When I moved back to Delaware in the 1980’s we were again paying high gas prices. And, of course, the gas rationing of 1979 was still on our minds.
That was when I noticed a strange anomaly. Locally, we had long platforms at most area farms that would be ideal for solar panels, but none were being used. I mentioned this to people and they always looked at me a bit strangely – that “you know nothing” look – but made no comment. I had been snubbed and told to mind my own business.
Finally, a chicken farmer gave me the answer. The chicken processor paid the fuel bill, not the chicken farmer. Unless that buyer – Perdue, Townsend (now Mountaire), Allen Harim – put up the panels, forget it. That was then, when most chicken houses weren’t automated or nearly as electrified as they are today, with moving curtains, tv monitors, sprinklers, electric heat, etc. The question remains.
Today we have two main suppliers of electricity: Delmarva Power and the Delaware Co-op. Both are trying to become less dependent on fossil fuels. Delmarva buys power from third parties using wind and sun. The Co-op may do the same, but it also has solar farms on hundreds of acres of arable land here in Sussex County.
Since the 1980’s, the permanent population of Sussex (as well as Kent) has grown at least tenfold with concomitant home building. In fact, farmland is vanishing before our eyes as greed and retirement meet.

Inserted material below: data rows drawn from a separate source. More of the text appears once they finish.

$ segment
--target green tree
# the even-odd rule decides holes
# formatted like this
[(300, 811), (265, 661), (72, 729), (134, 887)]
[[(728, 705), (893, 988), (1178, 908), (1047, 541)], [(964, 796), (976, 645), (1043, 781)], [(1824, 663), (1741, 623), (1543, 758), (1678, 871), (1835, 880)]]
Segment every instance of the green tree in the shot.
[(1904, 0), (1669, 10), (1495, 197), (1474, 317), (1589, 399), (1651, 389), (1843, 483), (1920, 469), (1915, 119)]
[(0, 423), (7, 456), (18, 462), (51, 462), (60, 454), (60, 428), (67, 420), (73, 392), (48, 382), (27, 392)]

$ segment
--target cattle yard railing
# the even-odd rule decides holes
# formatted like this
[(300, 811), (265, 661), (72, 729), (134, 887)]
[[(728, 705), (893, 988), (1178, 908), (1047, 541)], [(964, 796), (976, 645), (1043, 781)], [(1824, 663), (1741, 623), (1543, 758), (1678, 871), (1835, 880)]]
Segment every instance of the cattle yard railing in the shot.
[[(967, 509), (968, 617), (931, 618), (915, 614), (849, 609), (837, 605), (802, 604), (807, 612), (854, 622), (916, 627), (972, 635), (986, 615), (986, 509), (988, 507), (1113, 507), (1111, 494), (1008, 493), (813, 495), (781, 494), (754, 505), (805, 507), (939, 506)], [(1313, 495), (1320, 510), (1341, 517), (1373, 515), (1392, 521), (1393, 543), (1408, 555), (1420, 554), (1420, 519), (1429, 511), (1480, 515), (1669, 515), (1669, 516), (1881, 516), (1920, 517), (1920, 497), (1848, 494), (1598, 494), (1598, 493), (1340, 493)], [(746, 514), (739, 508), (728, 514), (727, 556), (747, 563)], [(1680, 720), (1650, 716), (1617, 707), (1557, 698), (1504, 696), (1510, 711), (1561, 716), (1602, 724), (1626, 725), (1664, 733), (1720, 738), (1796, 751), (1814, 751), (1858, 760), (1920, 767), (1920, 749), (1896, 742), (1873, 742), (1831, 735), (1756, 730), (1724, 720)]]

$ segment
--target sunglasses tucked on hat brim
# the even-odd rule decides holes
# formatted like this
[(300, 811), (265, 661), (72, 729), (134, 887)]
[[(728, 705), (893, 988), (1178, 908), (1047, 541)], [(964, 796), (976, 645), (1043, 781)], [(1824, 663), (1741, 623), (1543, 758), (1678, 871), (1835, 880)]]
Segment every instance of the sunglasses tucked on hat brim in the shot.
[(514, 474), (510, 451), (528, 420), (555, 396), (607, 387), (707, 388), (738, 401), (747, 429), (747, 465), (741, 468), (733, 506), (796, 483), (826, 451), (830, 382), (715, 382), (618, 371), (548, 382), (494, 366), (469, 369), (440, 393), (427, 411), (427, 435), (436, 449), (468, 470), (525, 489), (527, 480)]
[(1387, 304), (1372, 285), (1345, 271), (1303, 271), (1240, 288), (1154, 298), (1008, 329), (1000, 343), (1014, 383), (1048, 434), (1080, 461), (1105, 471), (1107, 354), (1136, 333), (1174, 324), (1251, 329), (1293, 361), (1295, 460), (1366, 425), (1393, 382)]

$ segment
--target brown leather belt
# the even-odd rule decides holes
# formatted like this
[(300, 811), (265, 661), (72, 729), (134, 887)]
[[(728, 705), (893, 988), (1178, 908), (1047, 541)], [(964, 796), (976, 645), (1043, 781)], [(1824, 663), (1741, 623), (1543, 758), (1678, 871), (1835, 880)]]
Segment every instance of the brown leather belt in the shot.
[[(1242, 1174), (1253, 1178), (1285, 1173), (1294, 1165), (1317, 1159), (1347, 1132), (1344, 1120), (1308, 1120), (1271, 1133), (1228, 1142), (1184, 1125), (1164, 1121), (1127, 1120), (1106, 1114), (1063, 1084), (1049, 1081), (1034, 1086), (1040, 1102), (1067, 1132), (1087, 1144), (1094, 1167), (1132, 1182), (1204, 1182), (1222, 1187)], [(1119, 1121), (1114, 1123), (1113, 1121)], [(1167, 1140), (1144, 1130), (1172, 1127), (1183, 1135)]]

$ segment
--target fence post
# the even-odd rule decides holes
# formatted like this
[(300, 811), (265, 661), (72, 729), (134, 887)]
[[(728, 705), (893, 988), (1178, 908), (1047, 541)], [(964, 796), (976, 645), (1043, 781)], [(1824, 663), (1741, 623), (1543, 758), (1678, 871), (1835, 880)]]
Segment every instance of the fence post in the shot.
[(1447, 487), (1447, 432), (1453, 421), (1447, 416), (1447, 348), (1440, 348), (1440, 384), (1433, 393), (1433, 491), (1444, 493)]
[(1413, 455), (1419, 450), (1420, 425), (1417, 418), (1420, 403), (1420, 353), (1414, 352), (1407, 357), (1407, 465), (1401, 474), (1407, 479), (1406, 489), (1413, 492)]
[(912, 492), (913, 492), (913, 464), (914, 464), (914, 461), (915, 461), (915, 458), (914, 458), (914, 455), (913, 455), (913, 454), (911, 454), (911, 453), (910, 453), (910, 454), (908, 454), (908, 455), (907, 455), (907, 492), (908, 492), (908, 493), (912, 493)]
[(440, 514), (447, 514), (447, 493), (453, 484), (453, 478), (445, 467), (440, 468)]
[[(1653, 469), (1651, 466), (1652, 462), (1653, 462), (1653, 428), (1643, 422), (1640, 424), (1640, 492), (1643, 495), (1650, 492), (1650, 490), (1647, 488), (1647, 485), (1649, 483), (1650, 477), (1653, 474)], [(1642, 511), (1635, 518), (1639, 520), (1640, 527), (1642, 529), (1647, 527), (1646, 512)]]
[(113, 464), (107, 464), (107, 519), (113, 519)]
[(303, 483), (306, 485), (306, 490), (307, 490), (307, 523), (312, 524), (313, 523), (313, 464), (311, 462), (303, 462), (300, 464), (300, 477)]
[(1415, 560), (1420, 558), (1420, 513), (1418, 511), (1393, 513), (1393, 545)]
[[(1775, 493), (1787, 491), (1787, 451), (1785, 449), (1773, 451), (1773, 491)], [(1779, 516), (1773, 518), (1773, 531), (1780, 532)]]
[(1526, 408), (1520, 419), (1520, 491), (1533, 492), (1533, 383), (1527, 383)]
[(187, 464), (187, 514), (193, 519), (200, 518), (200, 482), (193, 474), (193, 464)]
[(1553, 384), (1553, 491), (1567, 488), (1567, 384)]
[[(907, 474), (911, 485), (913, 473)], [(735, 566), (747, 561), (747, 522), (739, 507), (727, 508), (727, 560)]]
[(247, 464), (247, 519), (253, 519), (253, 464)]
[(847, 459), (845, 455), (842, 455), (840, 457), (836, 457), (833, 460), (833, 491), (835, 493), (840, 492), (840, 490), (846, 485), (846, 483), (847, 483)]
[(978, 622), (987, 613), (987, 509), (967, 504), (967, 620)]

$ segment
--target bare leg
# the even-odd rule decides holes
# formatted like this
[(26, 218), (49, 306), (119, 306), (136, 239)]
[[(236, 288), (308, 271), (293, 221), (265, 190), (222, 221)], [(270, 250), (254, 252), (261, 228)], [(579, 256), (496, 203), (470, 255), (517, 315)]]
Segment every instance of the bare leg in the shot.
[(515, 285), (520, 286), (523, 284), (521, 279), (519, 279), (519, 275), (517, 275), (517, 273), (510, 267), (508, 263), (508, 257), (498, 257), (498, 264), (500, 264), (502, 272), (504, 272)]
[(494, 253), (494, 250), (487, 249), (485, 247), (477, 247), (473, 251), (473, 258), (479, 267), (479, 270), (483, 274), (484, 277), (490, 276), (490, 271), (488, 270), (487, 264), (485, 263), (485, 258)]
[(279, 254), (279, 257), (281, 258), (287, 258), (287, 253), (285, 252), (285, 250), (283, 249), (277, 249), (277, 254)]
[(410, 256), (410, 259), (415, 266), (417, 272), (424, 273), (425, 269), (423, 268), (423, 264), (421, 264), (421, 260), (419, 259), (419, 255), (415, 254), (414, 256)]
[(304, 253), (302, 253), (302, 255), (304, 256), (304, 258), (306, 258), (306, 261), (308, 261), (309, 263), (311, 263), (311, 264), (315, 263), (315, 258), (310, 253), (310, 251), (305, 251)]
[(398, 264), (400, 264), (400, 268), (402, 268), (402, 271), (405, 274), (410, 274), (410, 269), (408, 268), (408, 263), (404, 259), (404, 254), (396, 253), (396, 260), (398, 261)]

Now I see vast expanses of “development,” some attractive and interesting but most cookie-cutter and cluttered. What do they have in common? A vast expanse of acres and acres of shingled roofs not adorned by solar panels. Why?
First would be the desire for quick, cheap construction to turn a fast buck before moving on to the next “development.” Second is the lack of initiative on the part of both the builder-developers and the utilities.
While this could be a cheaper source of power for the utilities, they sit on their hands awaiting individual homeowners to approach them only after a third party sale has been made.
Delmarva Power is legally required to buy unused excess electricity at a set price. So what? If they need it here, why not source it here, or sell it to the grid rather than bear the expense of long transmission?
The Co-op is not required to buy at the price its members are charged, or, indeed, at all. Why doesn’t the Coop sit down with a developer and negotiate a contract for the total development, agreeing to pay 85-90% of its charges for excess electricity?
If solar panels are part of the initial build, the cost of installation plummets and the proper equipment like inverters, specified by the utility, will be correctly installed right next to a built-in home Electric Vehicle (EV) charger providing this as standard for all new homes. So, everyone benefits.
The new homeowner now knows the cost of electric heat, car charging, stove, washer-dryer, etc. will be greatly discounted and possibly more reliable. The builder can charge a bit more for the buyers’ convenience and future savings. The utility increases its required green footprint while getting a local source of power, likely cheaper than sacrificing farm (or living) land.
If this seems too easy, maybe it is. Why hasn’t it happened? When will it happen?
If we are all going to use more electricity – and we definitely are – let’s do so efficiently now, rather than later, when zoning will demand it.